There are legal problems associated with using email to make contracts and further problems are associated with issuing notices by email under a contract. Those problems relate to
Many contracts contain clauses that people rarely bother to read. Even lawyers tend to gloss over the so called boiler plate clauses as these are added to almost every contract. One of these clauses sets out the method by which one party to a contract must provide a notice to the other party. Non compliance with these requirements may make the notice invalid.
To avoid disputes about whether a notice has in fact been given, contracts often include a requirement for notices to be given in writing. Is an email notice a notice in writing?
The other problem of course is that some contracts such as land contracts are required by legislation to be put in writing and are not valid if not made in writing.
The Electronic Transactions (Queensland) Act 2001 and Electronic Transactions Act 1999 (Cth) govern electronic transactions and require as we have said prior consent.
The Electronic Transactions Acts can provide some guidance as to when a notice sent by e-mail will be deemed to be received.
The legislation only covers certain circumstances. If however the legislation is applicable and if the recipient provides the sender with its e-mail address and thereby designates an information system, the time of receipt is when the e-mail is received in the recipient’s mail server (the designated information system). If no information system is designated then the time of receipt is when the recipient actually receives the message and knows of its existence. This could be very difficult to prove.

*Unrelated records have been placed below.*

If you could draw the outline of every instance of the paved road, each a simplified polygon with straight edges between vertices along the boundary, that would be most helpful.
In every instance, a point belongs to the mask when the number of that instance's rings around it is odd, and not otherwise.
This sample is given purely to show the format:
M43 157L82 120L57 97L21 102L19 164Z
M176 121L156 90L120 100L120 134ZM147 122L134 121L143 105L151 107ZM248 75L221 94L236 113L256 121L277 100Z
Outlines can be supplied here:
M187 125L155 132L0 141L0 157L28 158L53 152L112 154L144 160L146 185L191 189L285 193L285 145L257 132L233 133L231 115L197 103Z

Case law makes it clear that instantaneous communications such as facsimile and email, are treated as if parties are in each other’s presence, therefore a contract is not formed until the acceptance actually reaches the offeror and in the case of a facsimile this is when the fax reaches the recipient’s fax machine.
What remains unclear in the case of email is whether the email is received when the e-mail enters the recipient’s domain or when it comes to the attention of the recipient.
Most people understand that in order to have a contract there are several ingredients that must be present including an offer and an acceptance. Of course, the acceptance of an offer, or the giving of a notice can only be effective if the acceptance or the notice is communicated. If the communication is by email then the timing of that communication and therefore in the case of an offer the moment of creation of the contract may be difficult to identify. This has the potential to cause a problem if the offer is subsequently withdrawn. It is obviously necessary to know if it is the communication of the acceptance or the withdrawal of offer that came first.
Other difficulties with proving delivery include the fact that e-mail systems do not routinely provide an acknowledgement of receipt. Facsimiles are different in this regard. A request for a delivery receipt from the email sender does not generally give a reliable result.
It may be argued that it is the recipients responsibility if they provide an email address to check their e-mail box. Ironically, if a notice is sent by e-mail and the sender receives an “out of office” auto reply from the recipient, then receipt my be confirmed and the out of office notification may be otherwise irrelevant, just as it is irrelevant that the recipient of a fax is out of the office at the time the fax is received.
The simple solution to these email problems is to avoid this mode of communication in certain circumstances such as during the formation of a contract. This is the approach that most lawyers take.
Always confirm important emails by post or if appropriate request confirmation of receipt by seeking a response by return email.